A Spirit of Service.
Through the portals of modern times woman has met this great conflict of nations warring with nations with a calm strength and patience. And she has set up a shrine in the activities of her house—a shrine that is a spirit of service to the soldier.
When peace first spread her wings to take flight across seas and continents, she left woman standing on the brink of war with reluctant and uncertain feet. No woman in any period of the world’s history ever faced the colossal task that the women of 1914 faced three years ago. Into the domestic trend of their lives came the shadows of battle and strife and death, and they waved goodbye to their sons, brothers, and lovers, with a vague feeling that they had gone forth to meet danger, and it was for their country. Then came battle news and casualty lists, and the doubting fears broke into grief and sorrow and daily anxiety, from which emerged an unfathomable reverence for the man who will die for his country.
It was then that the full significance of the soldier really dawned on woman in general, and with characteristic femininity she sought to express her reverence for these men in unbounded service to their needs. Nor has that service diminished—rather has it increased.
No man will ever realise the feeling a woman has for the man who goes forth to fight for his country, his womenfolk and the weak. Life is such a precious thing. Women know this too well. So many of them have lingered near the edges of that undiscovered country and known the joy of regaining the shores of Life. So that when a man voluntarily risks his life to defend all that is precious to him, he becomes almost a demi-god in her mind. Her sons seem to have grown something almost too precious. She exists in a daily imagery of their lives, and when they fall in battle something of their great courage seems to be reflected within her. She meets her loss with such a knowledge of the honor of his death that she is fortified with a strange new armor. Girls who grew up with their brothers, and looked on them just as their “brothers,” are at times overwhelmed with the magnitude of what these boys have done and are doing. And from a world of tennis, dances, pleasures, and peace-time sorrows, they have traversed into the great arena of service.

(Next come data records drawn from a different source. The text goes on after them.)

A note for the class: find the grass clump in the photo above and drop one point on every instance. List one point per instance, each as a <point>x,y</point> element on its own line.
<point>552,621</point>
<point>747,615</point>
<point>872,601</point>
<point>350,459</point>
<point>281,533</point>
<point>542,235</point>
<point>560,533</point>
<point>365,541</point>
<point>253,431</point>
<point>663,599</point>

And what an arena it is! From the lowest to the highest rung on the social ladder, from the tropic lands of the North to the wheat grown fields of the Downs, from the out-back stations of the West to the Pacific, women have arisen to do honour to the man in khaki. She who must needs work to earn her daily bread spends her leisure moments in knitting or sewing. She who has lived in the midst of household duties and home cares, gives what hours she may spare—and often, what she is unable to spare—to Red Cross activities, comforts for the men in the trenches, or to practical work to augment the funds of some particular patriotic institution. For these works are not temporary works, they are institutions, institutions built on the foundations of self-sacrifice, and they will outlive many a granite building in the memory of future generations. The society woman—the butterfly—has been one of the surprises of the war. Out of her chrysalis she has come and put aside her life of luxury to do homage to this demi-god in khaki. What matter whether he was her gardener or her lover yesterday—he is a soldier to-day, and as such she will give him homage.
Transporting Wounded Soldiers from Gallipoli.
Mutual Service Club.
FOR RELATIVES OF MEN AT THE FRONT.
Any afternoon in the week, except Saturday and Sunday, between the hours of two and five o’clock, the Mutual Service Club may be seen in full working order on the top floor of Moon’s Building, Adelaide Street. This club is for the relatives, particularly the wives and children, of men at the front. There are two large rooms available for the club, and they are always well patronised by the wives and children of soldiers. Primarily it is a society of mutual service, and the committee who organised and keep up the club endeavour to assist wherever help is wanted. The women of Brisbane who have time and means do not give their energy to the soldier alone, for they realise that in helping his wife and children they are indirectly doing him invaluable service.